Una huella en la sangre recién brotada, nada más. Eso fue todo lo que vio.
Sintió como llegaba, como se arrodillaba lentamente, su respiración pesada y su olor a piel curtida, fuerte, un penetrante miedo lo invadió todo, hasta su boca. Era ya muy tarde, no sentía nada más allá de sus oídos y el espeso amargor que cundía en el aire. Sabía que se le escapaba la vida, ya no podía sentirlo, pero sabía que la sangre que lo cubría todo a su alrededor, tendiendo un encarnado velo a sus últimas miradas, era toda suya; había escapado a chorros, manchándole las manos y la cara.

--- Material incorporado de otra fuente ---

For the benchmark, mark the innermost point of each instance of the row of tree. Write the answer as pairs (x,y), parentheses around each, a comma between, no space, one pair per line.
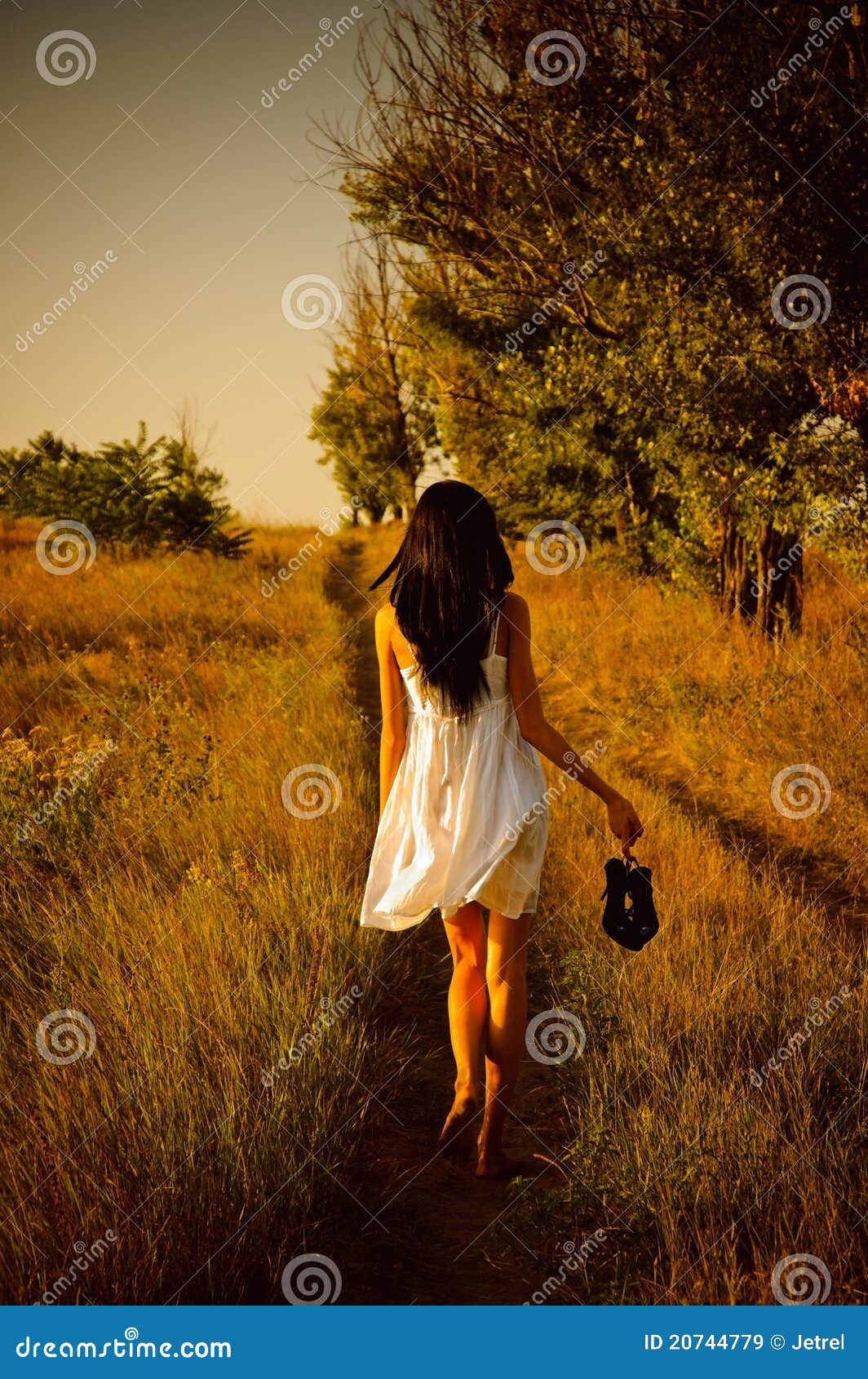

Se arrodilló a su lado, aunque no pudiera verlo. Le midió la cara con una mano dura, caliente en mitad de la noche. Acercó su rostro hasta que casi pudo rozarle; proyectaba una sombra enorme a los ojos de su presa ya inmóvil. Esa respiración costosa, porcina, se detuvo unos segundos. Sonrió, aunque nadie pudiera decirlo. Supo que estaba sonriendo, satisfecho. Intento girarse, verlo al menos una vez antes de morir, pero era inútil, ningún músculo respondía a sus desesperadas órdenes; su cuerpo había muerto mucho antes que su mente, y su corazón, cada vez más lejano, parecía hundirse en la roja marea empedrada que se retorcía a su alrededor.

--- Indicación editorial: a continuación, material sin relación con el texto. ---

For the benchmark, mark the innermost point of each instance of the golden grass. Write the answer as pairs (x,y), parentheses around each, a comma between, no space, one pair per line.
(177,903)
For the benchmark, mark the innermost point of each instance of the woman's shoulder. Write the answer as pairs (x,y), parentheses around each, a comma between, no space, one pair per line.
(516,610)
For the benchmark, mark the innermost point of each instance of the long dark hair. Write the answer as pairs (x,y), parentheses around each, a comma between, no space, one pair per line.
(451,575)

Oyó sus pasos de nuevo, alejándose, su aliento se alejaba como se había acercado hacía unos minutos, nervioso y cerrado, para perderse de nuevo en las sombras. Reunió todas las fuerzas que pudo y provocó a su cuello moribundo en un último esfuerzo, por pura justicia. Levantó los ojos, aupado en los pocos milímetros que concedió en darle su cuerpo agarrotado por la muerte, y contempló de nuevo la calle por la que había bajado hacía sólo unos pocos minutos. No había nada, sólo sangre, su sangre y la sombra que se desvanecía, poco a poco. Creyó verla divertida, sonriendo con sorna ahora que había cumplido su jugosa labor. En la mancha de sangre, viscosa, una huella grande, extraña en medio de la esa gelatina helada y rosa, se empeñaba en afinar la realidad de lo que le rodeaba. Por un momento volvió a sentir el frío de la calle y ese sabor ocre en los labios, que ya no se le iría jamás.